Gene therapy and gene editing technologies like CRISPR offer tantalizing possibilities for diabetes treatment. Researchers are exploring whether these tools could be used to protect beta cells from autoimmune attack, enhance insulin production, or correct genetic defects that contribute to diabetes. While significant technical and safety challenges remain, these approaches could potentially provide long-lasting or even permanent solutions.

Efforts to develop a functional cure for Type 1 diabetes continue to advance on multiple fronts. Beyond beta cell replacement, researchers are investigating whether immune tolerance can be restored, allowing the body to accept its own beta cells without attacking them. Combination approaches that both replace beta cells and modulate the immune system may ultimately prove most effective.

For Type 2 diabetes, research increasingly recognizes the disease’s heterogeneity, with different patients having different underlying causes. This has led to efforts to develop more personalized treatment approaches, selecting medications and interventions based on individual patient characteristics, including genetic profiles, metabolic parameters, and disease stage. Precision medicine approaches may enable more effective treatment with fewer side effects.
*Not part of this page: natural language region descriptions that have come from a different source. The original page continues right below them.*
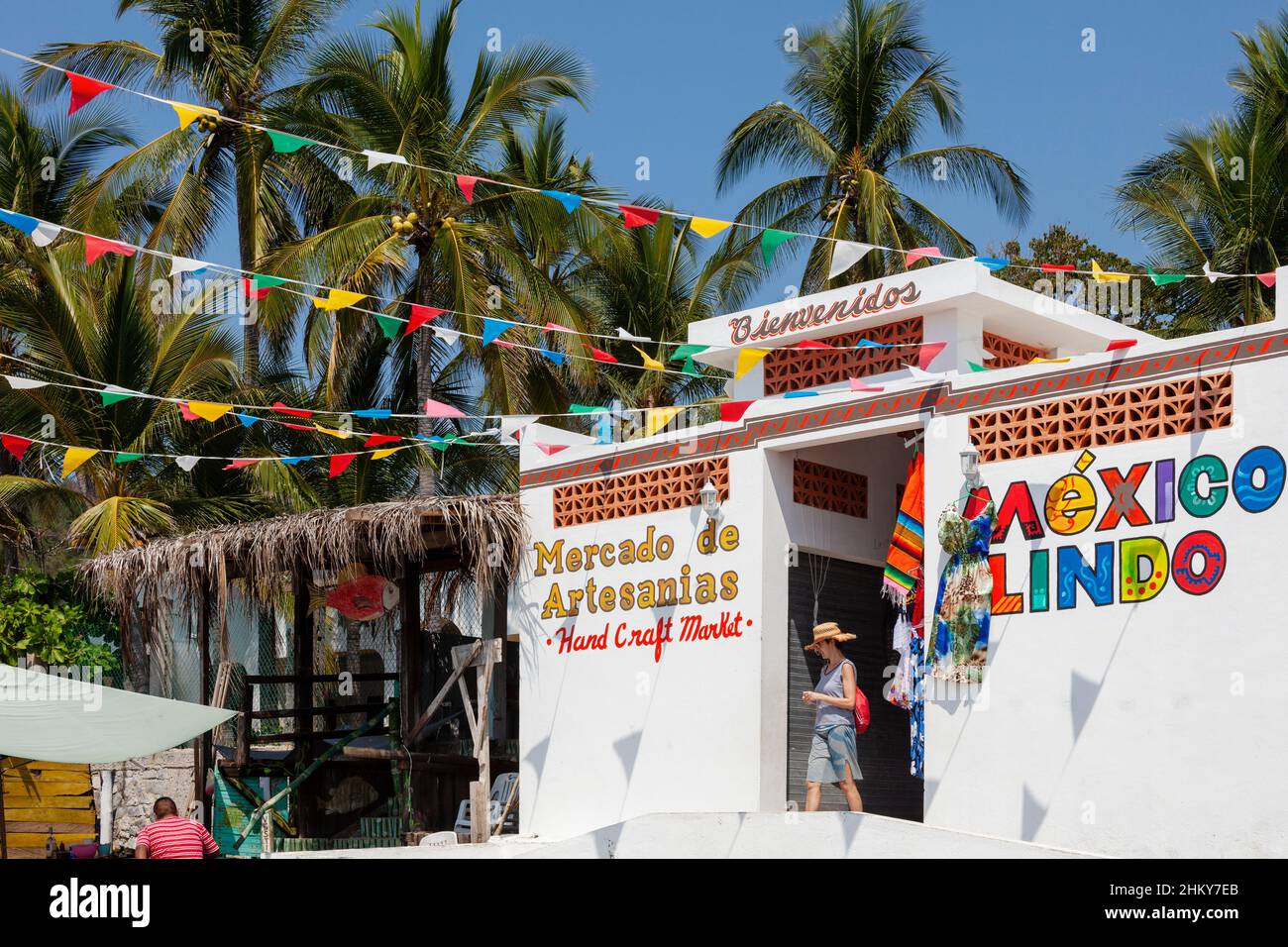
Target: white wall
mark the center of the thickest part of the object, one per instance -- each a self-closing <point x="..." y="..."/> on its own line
<point x="1153" y="728"/>
<point x="608" y="735"/>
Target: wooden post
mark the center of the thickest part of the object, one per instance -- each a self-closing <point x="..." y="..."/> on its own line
<point x="411" y="648"/>
<point x="303" y="647"/>
<point x="204" y="748"/>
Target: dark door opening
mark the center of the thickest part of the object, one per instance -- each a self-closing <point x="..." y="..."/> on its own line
<point x="850" y="596"/>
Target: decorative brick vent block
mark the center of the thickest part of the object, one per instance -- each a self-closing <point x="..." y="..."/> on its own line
<point x="829" y="488"/>
<point x="634" y="495"/>
<point x="797" y="369"/>
<point x="1006" y="354"/>
<point x="1166" y="408"/>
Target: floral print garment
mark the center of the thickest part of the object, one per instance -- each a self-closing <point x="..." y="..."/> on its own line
<point x="965" y="602"/>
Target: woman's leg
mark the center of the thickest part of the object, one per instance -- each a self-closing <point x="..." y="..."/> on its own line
<point x="851" y="791"/>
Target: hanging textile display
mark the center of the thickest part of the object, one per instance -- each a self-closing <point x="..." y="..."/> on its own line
<point x="958" y="635"/>
<point x="903" y="562"/>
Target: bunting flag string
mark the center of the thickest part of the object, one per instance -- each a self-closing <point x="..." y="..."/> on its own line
<point x="82" y="89"/>
<point x="258" y="285"/>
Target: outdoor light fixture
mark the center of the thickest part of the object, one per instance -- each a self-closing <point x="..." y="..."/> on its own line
<point x="709" y="497"/>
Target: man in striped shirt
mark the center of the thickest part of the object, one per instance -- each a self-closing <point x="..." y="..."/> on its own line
<point x="171" y="836"/>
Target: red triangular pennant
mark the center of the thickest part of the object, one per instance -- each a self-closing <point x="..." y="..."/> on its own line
<point x="84" y="89"/>
<point x="340" y="463"/>
<point x="734" y="410"/>
<point x="252" y="292"/>
<point x="599" y="355"/>
<point x="97" y="247"/>
<point x="17" y="446"/>
<point x="638" y="217"/>
<point x="420" y="315"/>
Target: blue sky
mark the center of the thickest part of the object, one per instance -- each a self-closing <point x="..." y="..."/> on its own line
<point x="671" y="77"/>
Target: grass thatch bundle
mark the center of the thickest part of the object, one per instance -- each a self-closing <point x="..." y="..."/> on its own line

The role of social determinants of health in diabetes is receiving growing attention. Researchers are investigating how factors like food insecurity, housing instability, education, and neighborhood environments influence diabetes risk and outcomes. This work is leading to interventions that address these social factors alongside medical treatment, recognizing that optimal diabetes care requires attention to the full context of patients’ lives.
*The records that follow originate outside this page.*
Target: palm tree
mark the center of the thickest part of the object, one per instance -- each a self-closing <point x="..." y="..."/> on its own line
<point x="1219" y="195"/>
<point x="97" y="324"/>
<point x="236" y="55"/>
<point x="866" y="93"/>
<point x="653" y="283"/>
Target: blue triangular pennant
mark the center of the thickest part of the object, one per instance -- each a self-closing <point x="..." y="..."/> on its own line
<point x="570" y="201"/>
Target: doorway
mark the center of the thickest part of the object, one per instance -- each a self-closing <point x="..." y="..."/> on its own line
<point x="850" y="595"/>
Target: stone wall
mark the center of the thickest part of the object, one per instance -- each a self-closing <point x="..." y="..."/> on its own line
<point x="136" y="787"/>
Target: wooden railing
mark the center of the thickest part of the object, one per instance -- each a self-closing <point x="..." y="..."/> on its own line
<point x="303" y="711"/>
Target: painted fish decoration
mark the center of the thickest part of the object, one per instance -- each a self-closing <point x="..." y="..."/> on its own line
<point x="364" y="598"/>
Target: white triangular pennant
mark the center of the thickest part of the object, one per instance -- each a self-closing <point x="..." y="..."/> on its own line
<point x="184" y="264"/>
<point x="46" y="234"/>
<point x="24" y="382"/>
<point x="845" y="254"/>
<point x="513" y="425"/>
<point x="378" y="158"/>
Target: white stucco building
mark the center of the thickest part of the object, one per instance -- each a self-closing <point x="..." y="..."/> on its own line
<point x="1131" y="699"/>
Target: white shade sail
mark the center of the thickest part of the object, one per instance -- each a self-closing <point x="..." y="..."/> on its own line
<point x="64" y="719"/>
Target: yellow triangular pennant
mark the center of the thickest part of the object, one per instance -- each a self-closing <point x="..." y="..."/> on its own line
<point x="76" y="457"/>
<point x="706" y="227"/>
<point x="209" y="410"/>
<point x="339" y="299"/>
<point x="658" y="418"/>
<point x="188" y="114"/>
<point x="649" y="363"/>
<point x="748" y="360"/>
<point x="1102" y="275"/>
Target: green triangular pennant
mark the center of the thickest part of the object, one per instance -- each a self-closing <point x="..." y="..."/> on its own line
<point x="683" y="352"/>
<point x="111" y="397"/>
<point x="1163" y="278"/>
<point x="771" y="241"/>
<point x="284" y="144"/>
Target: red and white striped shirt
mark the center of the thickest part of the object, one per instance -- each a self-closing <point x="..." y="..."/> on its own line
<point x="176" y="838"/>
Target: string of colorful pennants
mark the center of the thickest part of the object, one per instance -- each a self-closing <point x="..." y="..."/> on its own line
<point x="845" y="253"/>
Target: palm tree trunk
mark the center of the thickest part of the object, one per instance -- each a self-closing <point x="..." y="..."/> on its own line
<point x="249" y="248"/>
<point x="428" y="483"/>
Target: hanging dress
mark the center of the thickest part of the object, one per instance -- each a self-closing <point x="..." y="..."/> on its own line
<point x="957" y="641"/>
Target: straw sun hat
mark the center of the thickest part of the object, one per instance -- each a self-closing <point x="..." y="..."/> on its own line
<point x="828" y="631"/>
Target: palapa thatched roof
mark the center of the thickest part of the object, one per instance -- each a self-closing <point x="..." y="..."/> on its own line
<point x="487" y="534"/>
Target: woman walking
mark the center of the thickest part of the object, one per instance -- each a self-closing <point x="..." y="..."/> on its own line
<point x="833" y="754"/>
Lessons from History, Hope for the Future

The history of diabetes research is a testament to human ingenuity, persistence, and the power of scientific inquiry. From ancient physicians who could only observe and describe, to modern researchers manipulating genes and cells, each generation has built upon the discoveries of those who came before. The journey from diabetes as an invariably fatal disease to a manageable chronic condition represents one of medicine’s greatest triumphs.

Yet significant challenges remain. Despite remarkable therapeutic advances, diabetes continues to cause substantial morbidity and mortality worldwide. Complications including heart disease, kidney failure, blindness, and amputations remain common, particularly among those with inadequate access to care or resources for optimal management. The rising global prevalence of Type 2 diabetes threatens to overwhelm healthcare systems and reverse gains in life expectancy in some populations.

The path forward requires continued investment in research across the full spectrum from basic science to clinical trials to implementation science. It requires developing not just new technologies and medications, but also ensuring these advances reach all who need them, regardless of geography or economic status. It requires addressing the social and environmental factors that drive the diabetes epidemic, not just treating the disease after it develops.

The accelerating pace of discovery in recent decades provides reason for optimism. Technologies that seemed like science fiction a generation ago—continuous glucose monitoring, automated insulin delivery, stem cell therapies—are now realities or near-realities. The tools of modern molecular biology, genetics, and data science are revealing diabetes’s secrets at an unprecedented rate. While we cannot predict exactly what breakthroughs the coming decades will bring, history suggests that continued progress is not just possible but likely.

For the millions of people living with diabetes today, and the millions more at risk, this history offers both perspective and hope. Perspective on how far we’ve come from the days when diabetes meant certain death, often within months of diagnosis. And hope that the same scientific enterprise that has already achieved so much will continue to deliver better treatments, better prevention strategies, and ultimately, cures for this ancient disease that continues to challenge humanity.